Standard: Wenn man unter "Neujahrskonzert" googelt - und zwar unter "News" -, dann ist Ihre Veranstaltung kaum mehr zu finden. 2008 haben Sie eine Wortmarke eintragen lassen, Sie sind auch rechtlich gegen andere Veranstalter vorgegangen. Wie geht es da weiter?

Flury: Der Schutz der Wortmarke gibt uns Mittel, gegen allzu unverschämte Trittbrettfahrer vorzugehen.

Standard: Kommen wir zum Eigentlichen: Worin liegt genau die hohe Kunst, Wiener Walzer, Polka und Co so zu spielen, dass es "swingt"?

Flury: Letzten Endes geht es um das gemeinsame Hören und Spüren. Ein Walzertakt ist nicht zu vergleichen mit dem Dreivierteltakt einer Polka Masur. Auch ein Walzer "walzert" manchmal mehr und manchmal weniger in dem Sinne, wie ihn Bruno Walter charakterisiert hat: Eins - zwei - und vielleicht noch die Drei.

Standard: Ein Vorurteil besagt, der jeweilige Dirigent könne agieren wie auch immer, die Philharmoniker würden doch so spielen, wie sie wollen. Gibt es da auch ein Körnchen Wahrheit?

Flury: Keiner unserer Dirigenten dirigiert gegen die Eigendynamik des Orchesters, sondern nützt sie und spielt mit ihr.

Standard: Wie ist die Chemie mit Franz Welser-Möst?

Flury: Blindes Verständnis, man hört und spürt gemeinsam.

Standard: Auf dem Programm des Neujahrskonzerts findet sich diesmal neben den "üblichen Verdächtigen", der Strauß-Familie, Lanner und Hellmesberger, auch Franz Liszt. Zu Letzterem hat das Orchester kein besonders inniges Verhältnis - oder täuscht der Eindruck?

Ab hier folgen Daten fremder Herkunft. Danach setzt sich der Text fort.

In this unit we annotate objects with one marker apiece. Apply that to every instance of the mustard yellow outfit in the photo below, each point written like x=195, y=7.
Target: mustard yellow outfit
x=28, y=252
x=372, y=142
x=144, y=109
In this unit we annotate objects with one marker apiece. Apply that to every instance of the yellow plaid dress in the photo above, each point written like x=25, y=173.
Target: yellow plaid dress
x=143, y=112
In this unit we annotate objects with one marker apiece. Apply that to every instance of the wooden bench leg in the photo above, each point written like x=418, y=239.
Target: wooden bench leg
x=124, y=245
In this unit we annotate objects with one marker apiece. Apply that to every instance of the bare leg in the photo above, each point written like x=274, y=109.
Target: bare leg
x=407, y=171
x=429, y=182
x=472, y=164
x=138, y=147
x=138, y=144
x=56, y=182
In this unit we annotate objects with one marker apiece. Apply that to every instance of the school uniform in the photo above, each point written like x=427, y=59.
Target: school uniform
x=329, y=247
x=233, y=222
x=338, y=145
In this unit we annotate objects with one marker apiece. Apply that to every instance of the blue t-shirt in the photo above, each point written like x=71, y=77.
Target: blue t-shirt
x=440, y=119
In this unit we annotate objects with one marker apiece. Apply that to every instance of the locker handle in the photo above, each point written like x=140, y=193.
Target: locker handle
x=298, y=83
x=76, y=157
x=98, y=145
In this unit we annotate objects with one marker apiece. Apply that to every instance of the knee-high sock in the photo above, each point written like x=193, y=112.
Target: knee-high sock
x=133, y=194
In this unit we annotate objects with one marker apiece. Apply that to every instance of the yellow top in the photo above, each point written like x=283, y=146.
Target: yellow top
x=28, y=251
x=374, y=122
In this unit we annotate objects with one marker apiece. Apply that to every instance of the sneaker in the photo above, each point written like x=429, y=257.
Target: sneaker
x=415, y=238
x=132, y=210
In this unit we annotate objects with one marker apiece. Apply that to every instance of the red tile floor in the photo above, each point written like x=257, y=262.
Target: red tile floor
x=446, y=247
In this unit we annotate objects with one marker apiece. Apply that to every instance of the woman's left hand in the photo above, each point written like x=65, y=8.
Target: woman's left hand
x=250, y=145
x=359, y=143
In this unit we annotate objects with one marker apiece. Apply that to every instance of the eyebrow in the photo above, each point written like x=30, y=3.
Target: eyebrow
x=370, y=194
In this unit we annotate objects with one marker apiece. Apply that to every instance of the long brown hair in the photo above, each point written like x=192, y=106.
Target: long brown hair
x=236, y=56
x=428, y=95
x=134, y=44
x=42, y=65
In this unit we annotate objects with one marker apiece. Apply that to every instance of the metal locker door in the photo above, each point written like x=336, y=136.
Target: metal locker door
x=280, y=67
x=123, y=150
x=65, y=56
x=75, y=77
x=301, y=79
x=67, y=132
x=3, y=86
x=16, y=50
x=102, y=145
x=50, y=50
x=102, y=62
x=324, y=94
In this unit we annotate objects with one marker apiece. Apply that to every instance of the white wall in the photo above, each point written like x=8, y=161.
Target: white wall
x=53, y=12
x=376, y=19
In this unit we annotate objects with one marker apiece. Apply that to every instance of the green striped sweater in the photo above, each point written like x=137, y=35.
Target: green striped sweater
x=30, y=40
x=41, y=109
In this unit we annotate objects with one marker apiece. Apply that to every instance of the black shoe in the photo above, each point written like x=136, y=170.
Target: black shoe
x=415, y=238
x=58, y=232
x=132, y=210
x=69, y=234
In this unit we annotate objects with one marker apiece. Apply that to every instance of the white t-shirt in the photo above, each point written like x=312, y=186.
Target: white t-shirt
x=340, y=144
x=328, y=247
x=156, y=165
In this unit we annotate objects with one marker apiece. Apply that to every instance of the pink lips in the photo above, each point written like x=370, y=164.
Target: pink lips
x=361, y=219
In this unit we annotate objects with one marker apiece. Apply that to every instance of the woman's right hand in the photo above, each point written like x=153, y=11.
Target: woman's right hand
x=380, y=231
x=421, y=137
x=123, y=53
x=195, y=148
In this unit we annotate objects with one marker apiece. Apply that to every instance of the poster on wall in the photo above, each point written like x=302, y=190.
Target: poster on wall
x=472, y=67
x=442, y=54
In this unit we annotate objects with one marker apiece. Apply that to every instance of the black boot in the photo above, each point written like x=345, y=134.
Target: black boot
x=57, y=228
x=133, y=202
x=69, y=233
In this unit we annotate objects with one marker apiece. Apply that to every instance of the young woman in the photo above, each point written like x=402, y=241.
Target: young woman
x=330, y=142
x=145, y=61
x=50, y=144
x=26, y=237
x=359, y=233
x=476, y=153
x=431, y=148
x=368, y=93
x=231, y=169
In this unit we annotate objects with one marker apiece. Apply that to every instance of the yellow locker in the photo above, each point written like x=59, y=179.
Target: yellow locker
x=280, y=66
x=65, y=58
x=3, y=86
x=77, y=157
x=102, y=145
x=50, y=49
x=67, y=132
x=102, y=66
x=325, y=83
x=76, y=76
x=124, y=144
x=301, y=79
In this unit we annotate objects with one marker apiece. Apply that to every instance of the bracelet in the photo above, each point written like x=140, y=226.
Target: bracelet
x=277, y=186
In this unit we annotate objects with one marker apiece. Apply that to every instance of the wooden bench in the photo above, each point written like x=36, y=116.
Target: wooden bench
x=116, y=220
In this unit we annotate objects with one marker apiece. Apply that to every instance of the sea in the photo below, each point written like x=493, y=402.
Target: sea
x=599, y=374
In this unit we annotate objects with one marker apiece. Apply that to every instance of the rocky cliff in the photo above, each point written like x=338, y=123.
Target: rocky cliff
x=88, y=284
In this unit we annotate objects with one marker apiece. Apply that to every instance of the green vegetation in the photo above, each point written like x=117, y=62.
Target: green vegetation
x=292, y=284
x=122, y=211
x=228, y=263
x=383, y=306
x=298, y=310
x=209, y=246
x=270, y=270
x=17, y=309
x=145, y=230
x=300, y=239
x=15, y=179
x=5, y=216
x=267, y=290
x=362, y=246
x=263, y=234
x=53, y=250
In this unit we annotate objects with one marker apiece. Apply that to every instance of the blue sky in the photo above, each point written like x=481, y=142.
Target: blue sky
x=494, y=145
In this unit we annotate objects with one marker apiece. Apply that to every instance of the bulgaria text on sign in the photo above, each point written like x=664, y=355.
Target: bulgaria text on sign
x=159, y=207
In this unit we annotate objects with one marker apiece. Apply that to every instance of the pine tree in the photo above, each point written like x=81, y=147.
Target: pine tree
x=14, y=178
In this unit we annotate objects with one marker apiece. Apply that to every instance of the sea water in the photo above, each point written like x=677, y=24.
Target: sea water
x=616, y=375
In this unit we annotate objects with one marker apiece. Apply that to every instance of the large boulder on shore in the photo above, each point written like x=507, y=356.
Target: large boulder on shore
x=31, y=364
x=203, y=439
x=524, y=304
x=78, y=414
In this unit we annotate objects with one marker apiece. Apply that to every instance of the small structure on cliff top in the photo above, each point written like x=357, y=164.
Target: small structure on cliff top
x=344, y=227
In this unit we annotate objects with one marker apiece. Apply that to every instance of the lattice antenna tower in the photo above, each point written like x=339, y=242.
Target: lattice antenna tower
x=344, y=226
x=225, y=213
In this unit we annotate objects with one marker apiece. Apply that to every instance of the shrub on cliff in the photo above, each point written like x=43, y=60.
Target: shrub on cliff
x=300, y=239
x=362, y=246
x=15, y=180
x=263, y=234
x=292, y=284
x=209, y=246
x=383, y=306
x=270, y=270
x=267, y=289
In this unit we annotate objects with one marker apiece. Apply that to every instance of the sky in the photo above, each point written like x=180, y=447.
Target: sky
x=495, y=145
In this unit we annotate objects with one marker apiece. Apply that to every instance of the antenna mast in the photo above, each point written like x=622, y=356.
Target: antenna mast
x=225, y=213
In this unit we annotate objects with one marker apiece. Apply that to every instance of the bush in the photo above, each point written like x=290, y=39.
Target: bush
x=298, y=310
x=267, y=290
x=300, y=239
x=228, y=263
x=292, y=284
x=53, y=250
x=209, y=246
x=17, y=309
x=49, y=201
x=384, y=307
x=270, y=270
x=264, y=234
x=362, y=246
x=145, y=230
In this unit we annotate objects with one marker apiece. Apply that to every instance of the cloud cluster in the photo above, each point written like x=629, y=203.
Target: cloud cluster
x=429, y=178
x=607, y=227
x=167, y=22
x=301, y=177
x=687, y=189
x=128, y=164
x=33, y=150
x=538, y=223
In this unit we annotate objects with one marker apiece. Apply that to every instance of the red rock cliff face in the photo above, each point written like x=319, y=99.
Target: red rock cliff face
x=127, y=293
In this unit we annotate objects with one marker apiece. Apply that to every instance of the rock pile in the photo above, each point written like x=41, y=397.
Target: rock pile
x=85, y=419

Flury: Franz Liszt ist in den vergangenen Jahren nicht nur in unseren Programmen seltener vorgekommen, als es seinem tatsächlichen künstlerischen Wert entsprechen würde. Das Liszt-Jahr ist somit auch ein sehr willkommener Anlass, dem gegenzusteuern.

Standard: Sie sind einer der Humorspezialisten des Orchesters, haben "humoristische Arrangements" geschrieben. Wodurch ergibt sich Humor in der Musik?

Flury: Humor ist vielfältig, und nichts ist so humorlos, wie ihn zu definieren. Aber die Überraschung, eine sorgfältig hergestellte Erwartungshaltung zu enttäuschen und damit bewusst zu machen, eine plötzliche Erkenntnis zu vermitteln, verbunden mit dem Lachen über die eigene Borniertheit, zu all diesen Bestandteilen des Humors bietet die Musik so viel Gelegenheit, dass man fast trübsinnig werden könnte, wie viele Hörer eine Haydn-Symphonie ohne ein einziges Lachen "absolvieren".

Standard: Hatten Sie als gebürtiger Schweizer anfangs Schwierigkeiten mit der Mentalität der Wiener?

Flury: Ja, aber nun bin ich so weit eingewienert, dass ich sie liebe und hasse.

Standard: Auf der Philharmoniker-Homepage heißt es, das Neujahrskonzert stamme "aus einer dunklen Episode der österreichischen Geschichte." Wäre es nicht an der Zeit, diese Wurzeln beim Namen zu nennen?

Flury: Glauben Sie wirklich, dass irgend jemand nicht versteht, dass damit die Schrecken des Dritten Reiches gemeint sind?